Toplumların yönetiminde, düzenin sağlanmasında ve halkın refahının temininde sorumluluk üstlenen kişiler, zaman zaman bulundukları konumun ağırlığına kapılıp ne için orada olduklarını unutabiliyor. Oysa mevki ve makamlar, bir ayrıcalık değil; bir sorumluluk, bir hizmet alanıdır.
Bir koltuğa oturmak, bir yetkiyi eline almak insanı üstün kılmaz. Asıl değer, o yetkinin nasıl kullanıldığıyla ölçülür. Tarih boyunca nice büyük liderler, tevazularıyla yücelmiş, güçlerini halkın hizmetine adamışlardır. Diğer yanda, yetkiyi bir kibir aracına dönüştürenler, zamanla hem halkın gönlünden hem de tarihin sayfalarından silinmişlerdir.
Unutulmamalıdır ki; makamlar geçicidir. Bugün orada olan, yarın bir başka kişiye yerini bırakacaktır. Ancak geride bırakılan izler kalıcıdır. Bir yöneticiye, bir amire ya da bir lidere duyulan saygı; sadece sahip olduğu pozisyondan değil, o pozisyondaki duruşundan doğar.
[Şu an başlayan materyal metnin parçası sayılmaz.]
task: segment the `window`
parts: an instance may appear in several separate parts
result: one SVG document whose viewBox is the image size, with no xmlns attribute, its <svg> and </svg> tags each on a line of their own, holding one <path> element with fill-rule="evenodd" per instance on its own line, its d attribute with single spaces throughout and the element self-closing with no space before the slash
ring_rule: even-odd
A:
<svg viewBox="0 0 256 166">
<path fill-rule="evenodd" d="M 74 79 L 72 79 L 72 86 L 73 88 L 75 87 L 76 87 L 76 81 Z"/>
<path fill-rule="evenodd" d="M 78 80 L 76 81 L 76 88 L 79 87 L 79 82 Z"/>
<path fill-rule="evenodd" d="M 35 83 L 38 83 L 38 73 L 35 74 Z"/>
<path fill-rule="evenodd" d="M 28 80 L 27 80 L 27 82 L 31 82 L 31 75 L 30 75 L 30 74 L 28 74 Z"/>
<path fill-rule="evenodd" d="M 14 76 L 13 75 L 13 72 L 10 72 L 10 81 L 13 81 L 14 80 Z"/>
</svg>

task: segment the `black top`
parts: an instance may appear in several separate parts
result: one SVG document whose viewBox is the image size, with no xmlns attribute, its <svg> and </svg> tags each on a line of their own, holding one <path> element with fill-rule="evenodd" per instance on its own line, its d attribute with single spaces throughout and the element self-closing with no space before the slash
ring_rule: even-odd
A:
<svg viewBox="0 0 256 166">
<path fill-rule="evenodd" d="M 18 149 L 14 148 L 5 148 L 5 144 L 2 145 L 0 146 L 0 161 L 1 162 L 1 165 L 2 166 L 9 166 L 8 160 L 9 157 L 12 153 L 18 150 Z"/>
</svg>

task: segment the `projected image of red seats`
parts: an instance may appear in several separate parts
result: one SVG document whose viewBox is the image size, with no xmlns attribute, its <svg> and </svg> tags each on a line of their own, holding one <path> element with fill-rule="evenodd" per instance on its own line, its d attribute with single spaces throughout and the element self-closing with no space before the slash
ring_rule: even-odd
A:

Gönülleri kazanmak, emir vermekten değil; dinlemekten, anlamaktan ve adil davranmaktan geçer. İnsanların kalplerine kibirle değil, tevazu ile dokunabiliriz. Çünkü gerçek büyüklük, alçakgönüllülükte saklıdır.
Bu nedenle hatırlatmak gerekir: Mevki ve makamlar kibir makamı değildir. Onlar, halka hizmet etmenin bir vesilesidir. Bu bilinçle hareket eden her yönetici, hem kendi vicdanında hem de toplumun gözünde daima saygıyla anılacaktır.